Tiha memarkirkan motornya di halaman rumah.
Siapa yang datang? Apa sahabatnya abi? tukas Tiha dalam hati saat ada sebuah mobil keluar dari perkarangan rumahnya.
“Assalamu’alaikum” Tiha meletakkan sepatu di rak sepatu di dekat pintu.
“Wa’alaikumsalam” jawab abi dan bundanya sambil tersenyum.
“Siapa yang datang, bi?” Tiha menjatuhkan tubuhnya di sofa.
“Teman abi, om Lukman.”
“Om Lukman?”
“Iya, ayahnya Malik”
“Malik? Malik siapa?”
“Itu lho, temen kamu waktu SD, nyet” Daffa membawa segelas kopi dengan mug besarnya lalu duduk di samping Tiha. Sementara bunda Aisyah masih sibuk membersih mejanya dan membawa cangkir-cangkir kotor ke dapur.
Tiha meraih toples yang berisi choco chips yang ada di atas meja. Ia melahapnya sambil memikirkan sebuah nama yang disebutkan oleh Daffa.
“Ngga inget tuh. Nah, kalau malaikat penjaga neraka Tiha ingat bang,” tukas Tiha polos sambil mengunyah choco chips. Abi Kahfi tersenyum lalu menggelengkan kepalanya.
“Bukanlah nyet! Itu nama malaikat, ini nama orang.” Daffa memukul kepala adiknya dengan menggunakan bantal kecil.
“Arggh, sakit!”Tiha meringis mengusap kepala sambil melotot ke arah Daffa.
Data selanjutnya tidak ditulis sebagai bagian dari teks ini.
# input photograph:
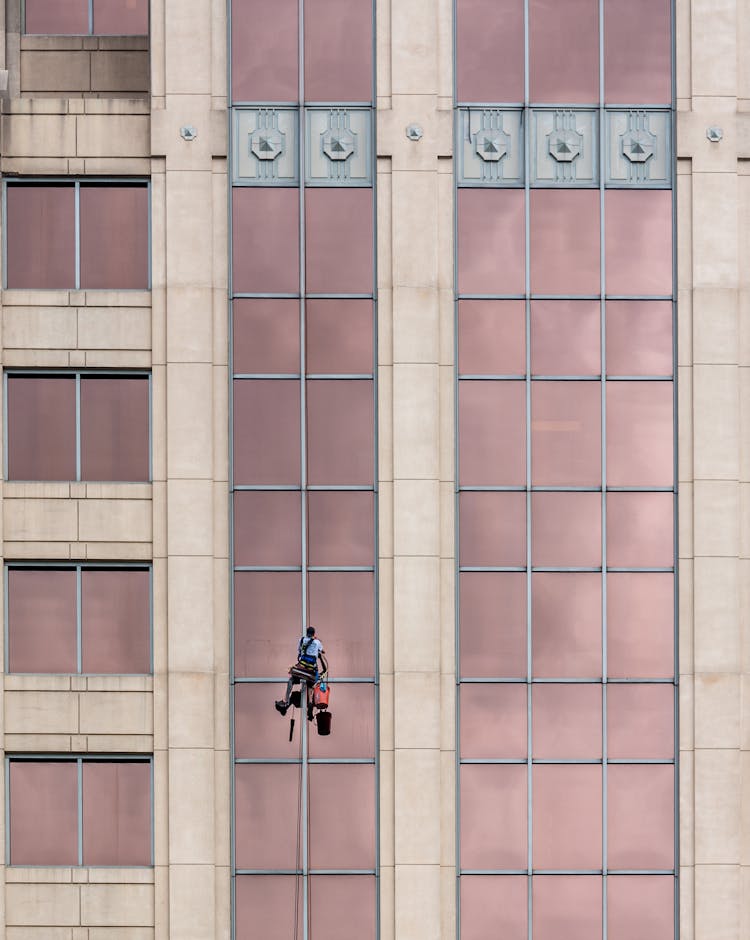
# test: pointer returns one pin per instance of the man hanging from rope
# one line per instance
(309, 651)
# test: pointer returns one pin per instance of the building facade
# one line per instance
(423, 322)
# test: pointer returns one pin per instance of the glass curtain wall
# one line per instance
(566, 469)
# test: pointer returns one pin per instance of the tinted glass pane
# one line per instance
(567, 625)
(640, 434)
(115, 429)
(492, 433)
(640, 625)
(639, 242)
(567, 817)
(637, 52)
(493, 624)
(265, 223)
(339, 336)
(40, 239)
(566, 434)
(116, 621)
(342, 816)
(567, 722)
(339, 240)
(341, 528)
(267, 528)
(491, 256)
(114, 237)
(489, 50)
(565, 241)
(338, 50)
(340, 432)
(493, 529)
(270, 72)
(266, 432)
(639, 337)
(43, 813)
(640, 814)
(564, 50)
(41, 620)
(41, 428)
(491, 337)
(267, 621)
(493, 816)
(116, 813)
(566, 530)
(565, 337)
(493, 721)
(265, 827)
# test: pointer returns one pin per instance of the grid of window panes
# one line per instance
(566, 479)
(303, 462)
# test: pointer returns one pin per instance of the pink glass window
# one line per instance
(265, 224)
(267, 618)
(567, 721)
(564, 51)
(493, 530)
(567, 907)
(566, 626)
(266, 432)
(41, 238)
(567, 816)
(491, 337)
(57, 17)
(115, 621)
(342, 816)
(640, 906)
(566, 530)
(265, 828)
(566, 434)
(267, 528)
(491, 233)
(339, 241)
(640, 625)
(492, 433)
(114, 237)
(116, 813)
(340, 432)
(637, 52)
(493, 816)
(565, 337)
(341, 528)
(43, 813)
(640, 434)
(640, 530)
(342, 604)
(41, 428)
(638, 242)
(639, 337)
(115, 428)
(493, 721)
(338, 50)
(640, 815)
(489, 50)
(565, 241)
(493, 906)
(339, 337)
(493, 624)
(42, 620)
(266, 336)
(270, 72)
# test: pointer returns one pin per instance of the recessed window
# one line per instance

“Makanya diingat-ingat dulu. Itu lho temen kamu waktu SD yang selalu ke rumah ini waktu kakek sama nenek masih ada” jelas Daffa mengingatkannya. Tiha mencoba untuk mengingatnya. Bayangan masa lalunya mulai terkuak. Dia melihat dirinya sedang bermain bersama Nadine, Tama, Ayu, dan Alik.
“Oh, si cungkring itu bang! Alik kan?! Hehehe” Tiha terkekeh mengingat masa-masa kecilnya yang menyenangkan. Daffa juga ikutan tertawa sambil melahap choco chips.
“Husshh! Ngga baik tahu, bilang Malik cungkring” seru bunda dari dapur lalu ia duduk di dekat abi Kahfi.
“Bukan Tiha lo bun yang kasih nama cungkring. Dari dulu emang satu sekolahan manggil dia cungkring. Ya udah, Tiha ikut-ikutan aja”
“Jadi kalau disingkat ceritanya ya nyet, si Malik itu mau sama kamu.” Daffa mengernyitkan matanya.
“Brrrrsssst!” sontak Tiha kaget dan tanpa sengaja choco chip yang di mulutnya muncrat ke wajah Daffa.
“Seriusan bang?” Tiha membulatkan matanya hampir tak percaya.
“Hiiiii... Tihaaa! Jorok banget sih! Nggak pake disembur juga kali!”Daffa melototi adiknya kesal dan pasrah wajahnya belepotan coklat choco chips.
“Hehehe. Sorry... sorry. Nih adek bantu bersihin ya, bang” sambil terkekeh Tiha membantu Daffa membersihkan wajahnya dengan tissu.
“Apa yang dibilang abangmu itu benar. Gimana menurut Tiha?” Tiha tersenyum miris.
“Nih fotonya Malik versi sekarang tanpa editan beauty plus,” bunda Aisyah meletakkan sebuah amplop putih di atas meja. Tiha meraihnya lalu membuka amplopnya.
Ia terkesima melihat foto tersebut. Malik terlihat tampan dan gagah dengan seragam polisinya.
“Jadi Alik sekarang seorang polisi, bun?” Bunda Aisyah mengangguk dan tersenyum. “Hmmm...lumayan juga. Kok dulu Alik ngga seganteng ini ya bun?”
“Itu karena dulu dia dibuli terus sama kamu nyet, ngga kepikiran mau jadi orang ganteng” ledek Daffa. Abi Kahfi dan bunda Aisyah terkekeh geli mendengarnya.